Building great code doesn't seem to matter much from what I've experienced in
the last 8 years. That being said, I've always worked at startups and small
companies.

------
dajt
I've been working remotely for 12 years and I agree with the OP.

While I like not having to go to the office everyday and the more flexible
arrangement there are a lot of challenges:

1\. You miss out on a lot of socializing. 2\. You lose visibility within the
organisation. 3\. Things that would be solved in 10 mins if you could ask for
help face to face take hours. 4\. Timezones can be a problem for some, but
luckily not for me. 5\. Other family members don't understand you still work
and just think you're available whenever for whatever. 6\. I knew I'd have to
give up my team leader role when I went remote - it made no sense for a remote
worker to do that.

I started going to a coffee shop every morning years ago just to have people
to talk to.

It's a hard way to work, but it has its advantages as long as you're not
trying for a promotion.

------
shams93
Compared to the stress I had before with a 6 hour a day commute in brutal LA
and Ventura county traffics for an under-market startup gig working remote for
a bigger, stable company is a dream come true.
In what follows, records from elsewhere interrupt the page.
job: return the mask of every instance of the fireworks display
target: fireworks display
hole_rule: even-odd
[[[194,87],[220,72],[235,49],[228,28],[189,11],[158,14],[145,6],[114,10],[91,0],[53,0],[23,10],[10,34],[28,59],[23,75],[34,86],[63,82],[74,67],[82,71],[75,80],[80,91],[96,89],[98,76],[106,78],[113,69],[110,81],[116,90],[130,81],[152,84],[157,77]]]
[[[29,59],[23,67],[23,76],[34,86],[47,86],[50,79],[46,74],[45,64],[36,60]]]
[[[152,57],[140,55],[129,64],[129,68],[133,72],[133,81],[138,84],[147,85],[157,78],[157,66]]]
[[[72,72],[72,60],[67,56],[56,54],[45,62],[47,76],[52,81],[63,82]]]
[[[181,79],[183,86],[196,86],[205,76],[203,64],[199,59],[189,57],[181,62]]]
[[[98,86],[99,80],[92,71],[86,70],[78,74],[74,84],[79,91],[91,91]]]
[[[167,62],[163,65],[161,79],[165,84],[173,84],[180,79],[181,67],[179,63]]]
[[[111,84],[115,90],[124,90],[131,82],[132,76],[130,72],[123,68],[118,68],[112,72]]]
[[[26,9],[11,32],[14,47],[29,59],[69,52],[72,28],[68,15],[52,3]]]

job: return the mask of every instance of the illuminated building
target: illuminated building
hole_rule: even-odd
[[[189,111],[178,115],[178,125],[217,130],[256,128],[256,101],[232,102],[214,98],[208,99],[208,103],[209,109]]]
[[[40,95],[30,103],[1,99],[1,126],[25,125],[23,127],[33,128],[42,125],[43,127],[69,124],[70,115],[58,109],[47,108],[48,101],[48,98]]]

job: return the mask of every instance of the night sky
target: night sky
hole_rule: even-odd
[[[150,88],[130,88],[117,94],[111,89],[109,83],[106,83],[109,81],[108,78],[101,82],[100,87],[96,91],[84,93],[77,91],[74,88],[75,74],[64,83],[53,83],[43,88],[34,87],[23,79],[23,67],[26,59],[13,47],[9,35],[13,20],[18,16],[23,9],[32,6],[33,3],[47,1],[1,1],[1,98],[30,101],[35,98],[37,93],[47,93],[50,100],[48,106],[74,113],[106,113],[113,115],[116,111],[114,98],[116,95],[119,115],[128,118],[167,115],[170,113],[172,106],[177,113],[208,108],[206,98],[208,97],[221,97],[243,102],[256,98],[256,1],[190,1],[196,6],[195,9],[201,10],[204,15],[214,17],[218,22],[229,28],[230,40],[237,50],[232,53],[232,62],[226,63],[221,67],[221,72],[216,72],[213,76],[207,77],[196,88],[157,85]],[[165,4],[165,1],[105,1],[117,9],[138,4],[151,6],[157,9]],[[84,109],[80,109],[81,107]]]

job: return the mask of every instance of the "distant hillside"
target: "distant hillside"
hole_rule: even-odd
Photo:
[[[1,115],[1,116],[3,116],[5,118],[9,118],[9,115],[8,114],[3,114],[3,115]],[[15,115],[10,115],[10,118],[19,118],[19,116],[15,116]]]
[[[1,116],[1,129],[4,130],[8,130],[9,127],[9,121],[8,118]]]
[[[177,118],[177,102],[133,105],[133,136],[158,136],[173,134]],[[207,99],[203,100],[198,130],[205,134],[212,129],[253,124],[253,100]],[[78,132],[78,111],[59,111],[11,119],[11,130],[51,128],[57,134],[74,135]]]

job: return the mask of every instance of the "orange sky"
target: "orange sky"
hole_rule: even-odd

I do have to be up pretty early
to connect out of state with the rest of the team, and I'm at an expert level
in my field so those help. We're also slack-centric, which helps as well. It
can be isolating and stressful but compared to the stress of commuting and
trying to then concentrate in an open office this is like paradise.

------
iamcasen
Everything has it's pros and cons. I've been working remote for about 2 years
now. Really, what it comes down to is the company culture around remote
workers, and your personality. Luckily, the company I work for is very clued
in to remote/async communication styles necessary to collaborate with remote
employees.

Personally, I'm not a huge fan of getting caught up in the social stuff that
comes with working in the office. At times, I feel left out because the team
in HQ goes out to lunch often, or they have special dinners and other events I
obviously cannot attend, but overall I'm happier with my own personal life
outside of work.

The only downside I can see is that career advancement seems more difficult.
It's easy to become that remote developer black box depicted in the article,
where your team views you as a means to an end. Almost like you're a genie in
their computer. It becomes difficult to lead initiatives, and ultimately
position yourself for advancement. I think that's why a lot of remote
developers choose contract work.

I've considered contract work in the past, but I was never able to find a
steady stream of work that paid well. It was always people trying to get work
done as cheaply and quickly as possible.

------
dajt
One of the really important things I miss is being able to get a measure of
how you're performing. When you're in the office you can pretty constantly see
how you're going compared to your team mates and whether you're 'doing
enough'. Working from home you don't get any of that and it's quite stressful
wondering if you're doing enough or falling behind or what people think.

I've had to ask my boss a couple of time whether he's satisfied with my
performance, output, etc.

------
Top19
Man, remember when in the 90’s real estate values were soon to collapse
because everyone would be working remote, and Class A office space was going
to be useless?

Funnily enough, they are saying the same thing now about AR/VR. We will see.